Frequently asked questions
Which is better - 3LCD vs. DLP projectors?
Although recent advancements in 3LCD technology mean considerably improved image quality, DLP projectors typically produce deeper blacks than 3LCD projectors. They also offer superior color uniformity and produce sharper imagery with their higher pixel fill-factor.
3LCD projection technology is still an extremely cost-effective option for customers looking for a reliable, long-life projector that produces bright visuals and accurate colors.
How long does a DLP projector last?
An RGB pure laser 3DLP projector can run at maximum brightness for 25,000 hours before reaching 50% brightness. Laser phosphor DLP projectors can run for 20,000 hours before reaching 50% brightness. Running a DLP projector in eco-mode will increase the lifespan of the projector’s light source.
Are DLP projectors brighter than other projectors?
3DLP projectors achieve the highest brightness levels possible in projection.
How does a DLP projector work?
A DLP® (Digital Light Processing) projector uses DLP chips called DMDs (Digital Micromirror Devices) with millions of microscopic reflection mirrors, one for each pixel in an image.
A laser projector uses one DLP chip (1DLP) or three DLP chips for each primary color of light — red, green, and blue (3DLP), with a rapidly spinning color wheel between the chip(s) and a light source to produce an image. This can also be achieved electronically with LEDs or RGB pure laser as the light source.
A DLP projector with Full HD resolution (1920 pixels wide x 1080 pixels high) would use either one or three DMD chips (1DLP or 3DLP) made up of 1,080 rows of mirrors, with each row containing 1,920 microscopic mirrors. At the other end of the spectrum, a native 4K DLP projector (4096 x 2160 pixels) uses 4,096 rows of mirrors with 2,160 microscopic mirrors.

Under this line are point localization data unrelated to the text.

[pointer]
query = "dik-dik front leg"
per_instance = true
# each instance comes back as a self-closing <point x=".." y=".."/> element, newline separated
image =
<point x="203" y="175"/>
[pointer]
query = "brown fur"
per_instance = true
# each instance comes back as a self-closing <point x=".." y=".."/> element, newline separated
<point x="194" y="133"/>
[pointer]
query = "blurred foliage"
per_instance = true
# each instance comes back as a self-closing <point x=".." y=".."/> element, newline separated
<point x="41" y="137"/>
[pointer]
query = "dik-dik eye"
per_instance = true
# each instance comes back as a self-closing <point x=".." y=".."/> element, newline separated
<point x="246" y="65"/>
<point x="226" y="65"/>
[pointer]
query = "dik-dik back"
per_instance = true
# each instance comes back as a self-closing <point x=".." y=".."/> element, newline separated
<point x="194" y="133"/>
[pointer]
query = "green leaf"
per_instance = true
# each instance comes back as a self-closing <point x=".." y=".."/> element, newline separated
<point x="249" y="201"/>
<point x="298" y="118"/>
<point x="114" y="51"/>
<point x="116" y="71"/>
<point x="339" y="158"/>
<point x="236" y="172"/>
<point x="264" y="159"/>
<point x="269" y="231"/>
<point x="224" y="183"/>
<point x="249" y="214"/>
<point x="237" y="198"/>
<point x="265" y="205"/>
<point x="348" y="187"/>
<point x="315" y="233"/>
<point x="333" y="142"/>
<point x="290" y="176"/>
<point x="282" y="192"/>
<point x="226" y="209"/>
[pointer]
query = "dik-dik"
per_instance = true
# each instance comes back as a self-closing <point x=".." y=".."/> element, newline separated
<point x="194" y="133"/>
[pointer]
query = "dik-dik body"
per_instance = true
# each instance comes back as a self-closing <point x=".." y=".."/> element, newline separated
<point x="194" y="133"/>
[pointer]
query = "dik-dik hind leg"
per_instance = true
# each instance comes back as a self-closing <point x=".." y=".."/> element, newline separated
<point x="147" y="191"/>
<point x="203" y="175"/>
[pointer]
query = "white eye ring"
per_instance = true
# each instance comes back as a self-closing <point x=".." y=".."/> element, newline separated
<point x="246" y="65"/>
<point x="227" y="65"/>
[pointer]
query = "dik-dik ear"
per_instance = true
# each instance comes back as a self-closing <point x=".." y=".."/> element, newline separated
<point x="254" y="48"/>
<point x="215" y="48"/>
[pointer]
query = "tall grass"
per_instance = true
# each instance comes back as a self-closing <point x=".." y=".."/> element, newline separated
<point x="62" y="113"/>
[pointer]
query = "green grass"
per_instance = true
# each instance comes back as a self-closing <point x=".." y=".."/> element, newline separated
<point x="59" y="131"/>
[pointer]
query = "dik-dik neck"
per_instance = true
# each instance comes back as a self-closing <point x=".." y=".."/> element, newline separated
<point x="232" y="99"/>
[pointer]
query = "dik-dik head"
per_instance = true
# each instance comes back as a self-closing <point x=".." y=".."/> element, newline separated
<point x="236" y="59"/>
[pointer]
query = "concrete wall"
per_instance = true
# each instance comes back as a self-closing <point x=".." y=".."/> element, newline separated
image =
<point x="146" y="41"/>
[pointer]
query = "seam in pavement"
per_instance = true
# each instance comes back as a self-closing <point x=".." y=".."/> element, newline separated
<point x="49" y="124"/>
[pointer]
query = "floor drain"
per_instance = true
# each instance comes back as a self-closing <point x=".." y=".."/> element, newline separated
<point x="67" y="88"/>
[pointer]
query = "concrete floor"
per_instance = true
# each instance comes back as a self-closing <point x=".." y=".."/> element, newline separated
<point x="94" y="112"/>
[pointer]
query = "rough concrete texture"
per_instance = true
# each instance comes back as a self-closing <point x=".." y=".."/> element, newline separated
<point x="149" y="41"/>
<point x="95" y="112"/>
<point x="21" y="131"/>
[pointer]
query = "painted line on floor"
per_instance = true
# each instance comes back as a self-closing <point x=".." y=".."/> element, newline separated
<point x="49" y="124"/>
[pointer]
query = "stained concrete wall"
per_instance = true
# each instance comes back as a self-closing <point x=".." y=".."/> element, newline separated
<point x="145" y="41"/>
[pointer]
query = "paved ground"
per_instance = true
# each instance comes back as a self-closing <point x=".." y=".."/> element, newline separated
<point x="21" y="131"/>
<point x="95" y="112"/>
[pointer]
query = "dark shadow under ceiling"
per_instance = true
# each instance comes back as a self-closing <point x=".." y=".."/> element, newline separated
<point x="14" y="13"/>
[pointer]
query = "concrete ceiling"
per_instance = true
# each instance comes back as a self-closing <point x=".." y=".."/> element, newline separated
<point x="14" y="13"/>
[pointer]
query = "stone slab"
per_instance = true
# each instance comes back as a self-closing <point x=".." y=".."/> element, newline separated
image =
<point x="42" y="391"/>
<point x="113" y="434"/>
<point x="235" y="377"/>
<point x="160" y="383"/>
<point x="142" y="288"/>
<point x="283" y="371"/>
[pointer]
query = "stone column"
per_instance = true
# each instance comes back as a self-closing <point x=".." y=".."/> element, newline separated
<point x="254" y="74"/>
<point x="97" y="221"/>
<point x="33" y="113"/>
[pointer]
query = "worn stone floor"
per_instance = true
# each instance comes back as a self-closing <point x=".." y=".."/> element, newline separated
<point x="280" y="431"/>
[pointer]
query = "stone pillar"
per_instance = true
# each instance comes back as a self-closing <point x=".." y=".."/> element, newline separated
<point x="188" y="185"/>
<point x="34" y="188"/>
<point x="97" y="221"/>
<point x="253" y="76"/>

What is the difference between 3-chip DLP and 1-chip DLP?
A 1DLP® laser projector uses one DLP chip (or DMD) and places a rapidly spinning color wheel between the chip and a light source to produce an image. This can also be achieved electronically with LEDs or RGB pure laser as the light source. 3DLP® projectors use one DMD for each primary color of light — red, green, and blue — which are optically converged to produce a single, full-color image.
Newer 1DLP projectors are edging closer to 3DLP performance as their brightness capabilities increase, 4K UHD resolution becomes more common, and contrast levels and color reproduction improve.
When you see massive projections on the side of a building, or large-scale immersive experiences and live events, this is most likely 3DLP projection in action. With 3DLP, you also typically have higher frame rate options than 1DLP for superior dynamic image quality. When it comes to brightness, hue, and saturation, 3DLP projectors are the best in the industry.